I saw two deer in my backyard yesterday evening.
I had gone out to take something off the line so that I could be finished with the laundry. Well, finished for the day at least.
Now, I have a very small backyard. There is a narrow yard that is mostly wood chips, a retaining wall that leads to a slope up and away from the house that is wooded and shaded. The trees and foliage provide a dense barrier from the world. It blocks out most everything … except for the sound of the four lane road that is a house and a ravine away from my house. Such is life, I guess, with the good, we have to take the bad as well. But to see deer is a treat. The slam of the storm door from the sunroom announced my presence and the first deer scrambled on down the hill, fleeing my human presence. Instinct to get away winning out over curiosity.
The second deer stopped. Looked. Its nose was big and black, its tail fluffy brown and white. Majestic and strong. God’s creatures for sure in an area where commerce and humanity are taking over. No wonder they were ambling through my backyard, there isn’t much left for them.
I have always associated deer, whatever one might say, as a sign from God that He is around. Not necessarily wanting me to do anything, but more as a reassuring presence. Knowing that I might need that reassurance before I even know I might. About ten years go, right around this time of year, perhaps even today because it was a week or so before Easter, I had a dear friend die. She was exactly my age, and had two children, her youngest being my Emma’s age. Her son and Emma and another boy were all best friends at the preschool and that naturally led to us moms being friends. She adored Emma and would take her places, took her trick or treating with her son in their neighborhood, and we in turn brought him with us swimming and on various outings. We did in home bible studies together and I remember her telling me a story about how she used to argue with God.
Argue with God? Really? Ballsy.
But you see, she’d had plenty to be emotional about. She’d lost a baby. She’d buried a husband. There was a divorce. And, in the end, was finally remarried, pregnant and happy when she was diagnosed with a brain tumor. Within a year, she and the baby were dead. I remember thinking how is this fair? What about her two sons? Her gentle new husband? Her mom and dad? I went to see her before she died. Her beautiful face was swollen and disfigured from the cancer and her mom was washing her hair because she couldn’t sit up on her own.
They were both optimistic.
Before she got sick, she told me she would walk in the woods and pray and swear and cuss and cry. She would challenge God to show her the way. Yell at Him for dealing her the deck He’d dealt her. Why, God? Why? … And this was all before the last year of her life.
But as she walked there would always be a deer, following her with its dark, dewy eyes, trepidation and strength wrapped up together. Its gentle presence a reminder of sorts, that we are not alone in this big, scary, unfair, wonderful world.

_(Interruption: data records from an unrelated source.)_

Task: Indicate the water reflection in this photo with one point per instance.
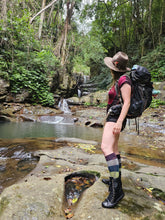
(35, 129)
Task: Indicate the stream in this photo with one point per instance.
(19, 140)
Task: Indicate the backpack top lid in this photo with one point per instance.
(140, 74)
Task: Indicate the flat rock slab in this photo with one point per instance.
(39, 196)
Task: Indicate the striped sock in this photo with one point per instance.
(113, 165)
(119, 159)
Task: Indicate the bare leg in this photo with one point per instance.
(109, 140)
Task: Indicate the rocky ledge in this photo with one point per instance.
(40, 194)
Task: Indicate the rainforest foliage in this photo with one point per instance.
(39, 38)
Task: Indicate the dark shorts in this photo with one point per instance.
(113, 118)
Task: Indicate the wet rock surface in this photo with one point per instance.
(40, 194)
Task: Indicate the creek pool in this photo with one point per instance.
(11, 130)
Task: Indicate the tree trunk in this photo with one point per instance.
(150, 22)
(42, 11)
(4, 10)
(41, 19)
(70, 7)
(61, 49)
(161, 23)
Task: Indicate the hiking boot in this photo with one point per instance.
(115, 195)
(107, 181)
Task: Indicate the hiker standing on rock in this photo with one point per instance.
(115, 123)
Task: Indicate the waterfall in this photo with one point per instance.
(85, 78)
(63, 106)
(79, 93)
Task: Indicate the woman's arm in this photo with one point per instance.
(126, 96)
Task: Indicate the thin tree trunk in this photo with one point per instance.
(48, 6)
(150, 22)
(67, 23)
(4, 10)
(50, 15)
(161, 24)
(41, 19)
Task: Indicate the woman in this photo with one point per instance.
(115, 123)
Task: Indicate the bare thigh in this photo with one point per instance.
(109, 143)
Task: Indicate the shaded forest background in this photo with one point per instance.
(45, 45)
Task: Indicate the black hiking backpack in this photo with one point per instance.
(142, 91)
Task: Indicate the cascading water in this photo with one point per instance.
(63, 106)
(79, 93)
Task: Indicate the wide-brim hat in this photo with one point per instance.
(118, 62)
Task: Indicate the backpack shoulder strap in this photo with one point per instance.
(118, 89)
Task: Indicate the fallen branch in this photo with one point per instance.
(48, 6)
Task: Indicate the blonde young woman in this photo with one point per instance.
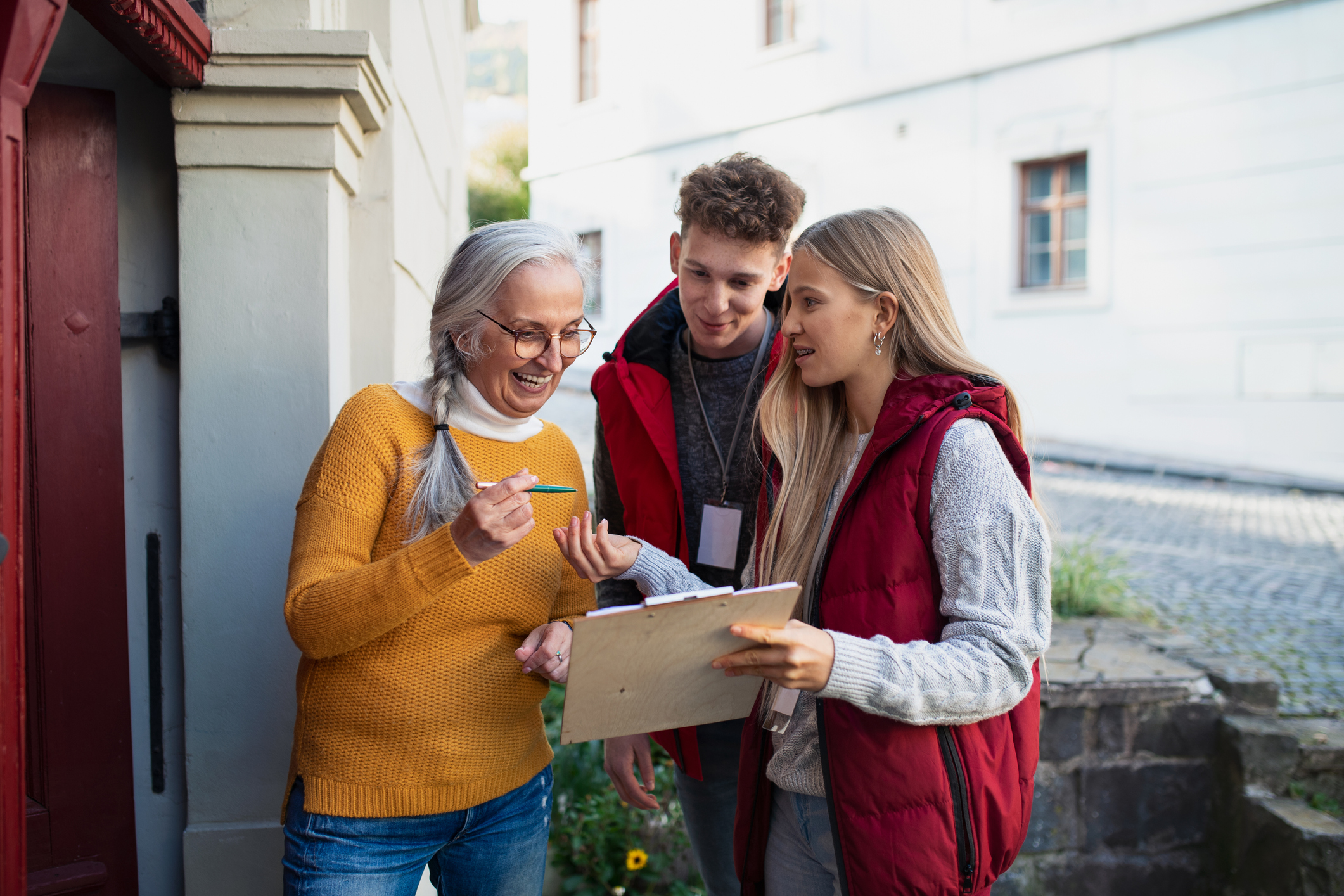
(904, 706)
(429, 613)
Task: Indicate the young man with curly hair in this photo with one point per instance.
(676, 461)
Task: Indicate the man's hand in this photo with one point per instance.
(796, 656)
(621, 754)
(496, 519)
(547, 652)
(596, 555)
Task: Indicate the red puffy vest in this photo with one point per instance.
(635, 400)
(928, 810)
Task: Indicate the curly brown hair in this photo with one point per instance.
(741, 198)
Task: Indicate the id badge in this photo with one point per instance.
(719, 530)
(781, 711)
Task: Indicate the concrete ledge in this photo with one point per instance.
(233, 859)
(345, 62)
(1104, 458)
(1290, 849)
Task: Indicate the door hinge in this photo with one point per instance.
(160, 326)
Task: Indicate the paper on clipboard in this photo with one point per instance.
(648, 668)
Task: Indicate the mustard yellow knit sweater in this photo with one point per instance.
(410, 700)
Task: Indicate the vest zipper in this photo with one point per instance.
(815, 621)
(960, 809)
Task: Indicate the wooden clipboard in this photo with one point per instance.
(648, 668)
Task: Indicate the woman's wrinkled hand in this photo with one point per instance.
(596, 555)
(547, 652)
(796, 656)
(496, 519)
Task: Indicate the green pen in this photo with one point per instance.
(543, 489)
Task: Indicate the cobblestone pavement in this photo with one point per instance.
(1256, 574)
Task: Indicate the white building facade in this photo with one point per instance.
(1139, 207)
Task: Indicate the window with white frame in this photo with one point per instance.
(587, 49)
(779, 22)
(1054, 222)
(592, 248)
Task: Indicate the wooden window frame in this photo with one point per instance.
(587, 66)
(786, 22)
(1056, 205)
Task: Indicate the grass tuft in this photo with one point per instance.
(1086, 582)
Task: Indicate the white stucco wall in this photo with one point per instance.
(1212, 327)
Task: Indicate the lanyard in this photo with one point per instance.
(737, 430)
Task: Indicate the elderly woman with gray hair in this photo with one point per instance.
(432, 614)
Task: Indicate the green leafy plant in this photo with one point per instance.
(1317, 801)
(598, 844)
(1086, 582)
(495, 189)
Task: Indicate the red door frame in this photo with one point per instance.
(27, 30)
(170, 42)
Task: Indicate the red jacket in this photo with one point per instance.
(928, 810)
(635, 402)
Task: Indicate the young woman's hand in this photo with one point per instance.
(796, 656)
(596, 555)
(496, 519)
(620, 757)
(547, 652)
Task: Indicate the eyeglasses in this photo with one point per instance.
(534, 343)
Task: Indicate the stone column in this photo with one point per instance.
(271, 152)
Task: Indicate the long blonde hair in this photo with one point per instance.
(876, 250)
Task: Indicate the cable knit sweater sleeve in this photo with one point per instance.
(994, 558)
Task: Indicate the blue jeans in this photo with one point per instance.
(494, 849)
(712, 805)
(800, 856)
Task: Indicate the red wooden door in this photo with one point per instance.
(81, 800)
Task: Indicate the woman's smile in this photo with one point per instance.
(534, 383)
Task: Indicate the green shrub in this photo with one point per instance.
(495, 189)
(600, 845)
(1086, 582)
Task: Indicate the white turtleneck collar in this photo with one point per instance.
(479, 417)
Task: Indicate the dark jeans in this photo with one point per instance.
(494, 849)
(710, 805)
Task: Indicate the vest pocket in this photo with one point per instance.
(960, 809)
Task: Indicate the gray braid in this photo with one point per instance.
(470, 283)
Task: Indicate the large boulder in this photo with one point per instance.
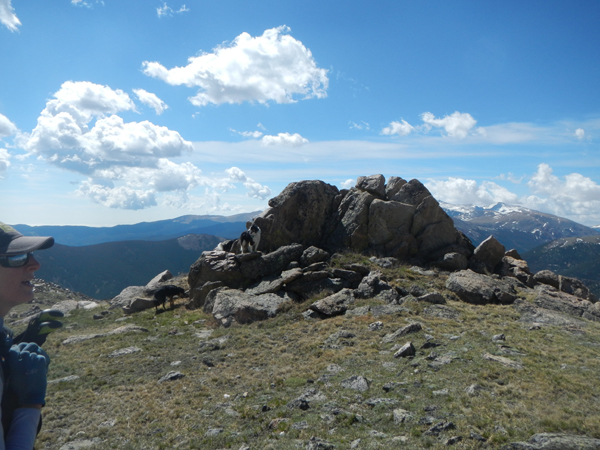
(374, 184)
(487, 256)
(400, 219)
(299, 214)
(350, 224)
(232, 305)
(237, 271)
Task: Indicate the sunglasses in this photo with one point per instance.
(15, 260)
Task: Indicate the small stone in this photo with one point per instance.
(407, 349)
(171, 376)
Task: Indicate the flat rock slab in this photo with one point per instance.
(502, 360)
(120, 330)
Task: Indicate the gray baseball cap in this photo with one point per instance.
(14, 243)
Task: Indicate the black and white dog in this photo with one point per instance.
(250, 239)
(227, 246)
(167, 293)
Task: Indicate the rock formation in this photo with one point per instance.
(400, 219)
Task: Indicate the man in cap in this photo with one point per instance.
(24, 366)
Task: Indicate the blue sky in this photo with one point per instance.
(116, 112)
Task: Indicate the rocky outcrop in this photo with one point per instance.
(555, 441)
(400, 219)
(134, 299)
(232, 305)
(397, 222)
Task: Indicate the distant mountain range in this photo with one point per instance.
(514, 226)
(100, 262)
(573, 257)
(102, 271)
(228, 227)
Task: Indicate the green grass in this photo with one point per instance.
(244, 388)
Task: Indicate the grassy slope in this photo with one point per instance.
(264, 366)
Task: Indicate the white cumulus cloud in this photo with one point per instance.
(273, 67)
(292, 140)
(4, 161)
(8, 18)
(573, 196)
(151, 100)
(127, 163)
(122, 197)
(66, 135)
(166, 10)
(460, 191)
(400, 128)
(349, 183)
(7, 128)
(456, 125)
(253, 189)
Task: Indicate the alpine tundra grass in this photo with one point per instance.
(242, 387)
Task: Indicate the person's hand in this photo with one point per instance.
(28, 366)
(38, 329)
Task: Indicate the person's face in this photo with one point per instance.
(15, 285)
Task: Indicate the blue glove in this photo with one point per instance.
(28, 366)
(38, 329)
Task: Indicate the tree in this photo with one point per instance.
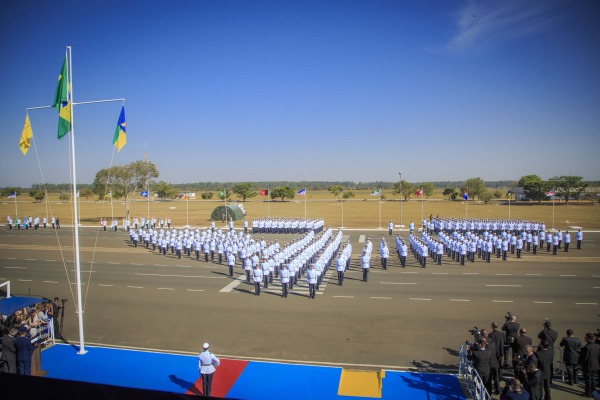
(38, 195)
(534, 186)
(428, 189)
(244, 190)
(86, 193)
(486, 196)
(348, 195)
(449, 192)
(165, 190)
(336, 190)
(282, 192)
(475, 187)
(124, 180)
(567, 186)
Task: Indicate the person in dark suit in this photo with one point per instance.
(481, 357)
(550, 336)
(24, 351)
(511, 327)
(519, 346)
(589, 358)
(533, 382)
(572, 347)
(9, 352)
(545, 365)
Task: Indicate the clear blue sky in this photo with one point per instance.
(308, 90)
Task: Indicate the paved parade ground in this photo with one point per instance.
(400, 319)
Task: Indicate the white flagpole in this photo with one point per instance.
(75, 210)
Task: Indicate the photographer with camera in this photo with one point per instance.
(511, 327)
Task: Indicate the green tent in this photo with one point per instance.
(232, 212)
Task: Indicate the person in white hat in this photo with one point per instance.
(207, 362)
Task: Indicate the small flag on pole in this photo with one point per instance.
(120, 137)
(62, 102)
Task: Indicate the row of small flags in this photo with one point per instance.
(62, 104)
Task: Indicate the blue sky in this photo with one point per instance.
(307, 90)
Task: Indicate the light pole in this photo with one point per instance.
(400, 173)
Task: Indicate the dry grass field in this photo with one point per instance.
(361, 212)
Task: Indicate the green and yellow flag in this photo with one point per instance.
(26, 136)
(120, 133)
(62, 102)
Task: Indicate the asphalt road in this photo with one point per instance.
(409, 317)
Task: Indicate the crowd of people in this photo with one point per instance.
(533, 367)
(24, 330)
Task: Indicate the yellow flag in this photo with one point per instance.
(26, 136)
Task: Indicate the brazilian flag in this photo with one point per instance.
(62, 102)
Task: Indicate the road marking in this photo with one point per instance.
(504, 285)
(231, 285)
(182, 276)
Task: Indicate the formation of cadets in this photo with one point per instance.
(29, 222)
(311, 254)
(286, 225)
(462, 240)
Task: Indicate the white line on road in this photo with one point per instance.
(231, 285)
(182, 276)
(504, 285)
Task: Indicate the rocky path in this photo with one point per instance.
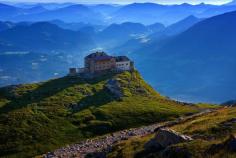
(104, 143)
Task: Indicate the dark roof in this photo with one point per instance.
(122, 58)
(97, 54)
(99, 58)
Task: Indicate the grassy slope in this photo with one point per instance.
(36, 118)
(202, 127)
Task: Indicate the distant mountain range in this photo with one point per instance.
(233, 2)
(43, 37)
(196, 64)
(145, 13)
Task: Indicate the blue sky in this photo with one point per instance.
(129, 1)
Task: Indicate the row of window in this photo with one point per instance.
(122, 64)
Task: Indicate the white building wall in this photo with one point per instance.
(123, 65)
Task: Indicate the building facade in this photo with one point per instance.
(99, 62)
(122, 63)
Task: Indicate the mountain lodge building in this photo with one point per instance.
(100, 62)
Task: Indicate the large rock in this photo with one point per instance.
(113, 86)
(229, 144)
(166, 137)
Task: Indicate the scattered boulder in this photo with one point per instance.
(113, 86)
(176, 152)
(166, 137)
(229, 144)
(163, 140)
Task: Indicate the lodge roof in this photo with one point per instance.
(96, 54)
(121, 58)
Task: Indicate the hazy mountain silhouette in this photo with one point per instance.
(44, 36)
(198, 64)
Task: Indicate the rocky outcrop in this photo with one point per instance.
(229, 144)
(175, 152)
(165, 137)
(113, 86)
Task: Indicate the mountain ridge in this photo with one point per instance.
(39, 115)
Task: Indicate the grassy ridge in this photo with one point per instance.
(209, 129)
(36, 118)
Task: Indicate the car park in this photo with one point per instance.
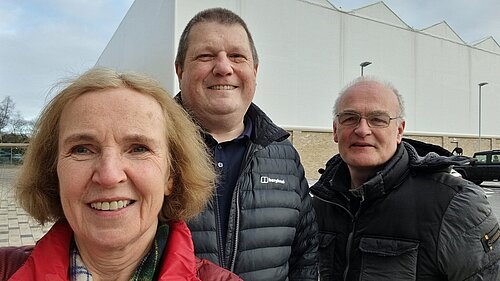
(484, 166)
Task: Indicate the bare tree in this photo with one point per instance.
(6, 108)
(17, 123)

I think of her often and I always wondered why she was in my life for such a brief period of time. While I was happily having textbook pregnancies and perfect babies, she was suffering and buried hers. While my life was stable, hers was in upheaval. But she gave me something that I hadn’t had up until then. An unwavering faith that even though we may not ever understand why things happen, we are not alone. She touched so many and brought to them the same understanding.
I wish sometimes that we could learn what we need to learn without the pain, the scraped knees, the bleeding hands. That we could all teach and lead by being the servant first so that we would know instinctively what to say, what to do that would take the hurt away.
But life isn’t always like that, I guess. Its good to have the deer to remind us that in the end, it will all be okay.